Alors que perdons-nous lorsque nous laissons des objets derrière nous ?

Les spécialistes de la culture matérielle diraient beaucoup de choses, et les pertes ne sont pas seulement les nôtres, elles concernent aussi les générations futures. La culture matérielle est un domaine de la sociologie qui s'intéresse de près aux objets fabriqués par l'homme (vêtements, outils, documents, pièces décoratives, architecture) et tire des analyses des qualités physiques de leur construction, de l'importance de leur utilisation et de leur circulation, et des éventuelles marques ou signes d'usure qu'ils ont pu porter au fil du temps.

C'est un domaine d'étude fascinant où une fibre effilochée , une boucle d'oreille en bronze ternie , un service à café en porcelaine ou un sac en coton cousu sont considérés comme des preuves chargées de données qui dessinent un récit beaucoup plus vaste. Sur le terrain, ces objets quotidiens instructifs sont appelés realia .

Il n’est pas nécessaire d’être archéologue, anthropologue ou universitaire pour comprendre comment cela fonctionne. À court terme – quelques années ou quelques décennies – certains objets, comme des souvenirs ou des objets de famille, peuvent avoir une valeur personnelle, provoquer la nostalgie et nous rappeler des êtres chers, des lieux ou des expériences. À long terme, ces mêmes objets, et d’autres beaucoup plus quotidiens, peuvent servir de seul témoignage existant d’un groupe de personnes et de leur mode de vie.

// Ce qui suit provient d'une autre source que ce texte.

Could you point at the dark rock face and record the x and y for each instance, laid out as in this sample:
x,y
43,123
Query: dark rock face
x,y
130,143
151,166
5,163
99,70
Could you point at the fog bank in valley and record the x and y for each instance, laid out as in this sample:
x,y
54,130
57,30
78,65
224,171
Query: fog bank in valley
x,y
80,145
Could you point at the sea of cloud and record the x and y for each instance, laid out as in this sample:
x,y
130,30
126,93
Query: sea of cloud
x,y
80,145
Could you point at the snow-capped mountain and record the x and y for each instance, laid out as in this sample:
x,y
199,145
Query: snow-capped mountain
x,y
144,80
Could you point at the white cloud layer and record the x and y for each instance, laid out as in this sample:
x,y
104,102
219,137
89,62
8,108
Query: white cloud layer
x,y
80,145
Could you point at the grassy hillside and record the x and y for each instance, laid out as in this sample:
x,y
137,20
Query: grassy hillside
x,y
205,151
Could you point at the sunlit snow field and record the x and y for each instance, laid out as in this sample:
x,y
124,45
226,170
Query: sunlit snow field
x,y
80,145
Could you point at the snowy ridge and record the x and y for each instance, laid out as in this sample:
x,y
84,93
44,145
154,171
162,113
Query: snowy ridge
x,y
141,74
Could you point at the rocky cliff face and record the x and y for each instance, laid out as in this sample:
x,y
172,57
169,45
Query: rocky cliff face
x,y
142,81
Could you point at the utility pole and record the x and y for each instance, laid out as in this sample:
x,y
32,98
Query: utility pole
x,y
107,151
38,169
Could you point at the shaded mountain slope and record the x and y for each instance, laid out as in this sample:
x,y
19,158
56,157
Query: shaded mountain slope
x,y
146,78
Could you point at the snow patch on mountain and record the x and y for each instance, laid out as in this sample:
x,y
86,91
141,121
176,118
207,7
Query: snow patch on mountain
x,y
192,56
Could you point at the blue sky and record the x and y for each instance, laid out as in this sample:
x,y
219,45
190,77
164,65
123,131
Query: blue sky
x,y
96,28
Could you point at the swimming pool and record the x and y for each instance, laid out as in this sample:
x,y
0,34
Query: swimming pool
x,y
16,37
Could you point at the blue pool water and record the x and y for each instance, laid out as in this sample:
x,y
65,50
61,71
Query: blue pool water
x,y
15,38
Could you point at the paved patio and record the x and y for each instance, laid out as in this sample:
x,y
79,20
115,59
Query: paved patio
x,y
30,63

Parfois, les objets communiquent plus directement que d’autres : les disques vinyles et les négatifs de films sont un bon exemple d’objets dont le contenu est accessible, voire rendu lisible, à travers le temps et les différences culturelles, grâce à une simple manipulation physique et à l’aide d’éléments de base comme la lumière.

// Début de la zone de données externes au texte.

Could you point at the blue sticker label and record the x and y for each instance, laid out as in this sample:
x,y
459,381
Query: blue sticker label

La culture matérialiste attribue au mot « matière » ses multiples significations : la matière est à la fois un descripteur de la substance physique de toutes choses, ainsi qu’une indication de valeur, de finalité, de vitalité. La matière occupe l’espace et le modifie. Les objets créent des frictions, et les frictions sont génératrices. Les diverses qualités et particularités du monde matériel – conçues pour l’utilité, le plaisir, ni l’une ni l’autre, ou les deux – imitent celles de nos propres corps maladroits. Cet amour que ma fille ressent lorsqu’elle se reconnaît dans une image, cela peut aussi se produire avec des objets, souvent de manière plus profonde et plus complexe. « Nous sommes de la poussière d’étoiles / nous sommes dorés », chante Joni Mitchell .

Il n’est pas surprenant que chez OneClock nous soyons très impliqués dans cette conversation. Nous avons retiré l’horloge de l’écran parce que nous pensons que la matérialité possède sa propre intelligence extraordinaire. Nous croyons qu’il existe tout un monde d’informations et d’expériences qui existent par et à travers la tactilité et le toucher – que ces attributs sont ce qui nous lie à nous-mêmes, à nos journées, aux autres.

Peut-être qu'un jour, le souvenir du matin sera pour certains indissociable du cadran en chêne blanc chaleureux de OneClock et du clic particulier de ses boutons . Peut-être qu'un jour, cette montre sera rangée dans la boîte d'antiquités curieuses d'un arrière-petit-enfant. Peut-être chantera-t-elle encore ses chansons. Nous l'espérons.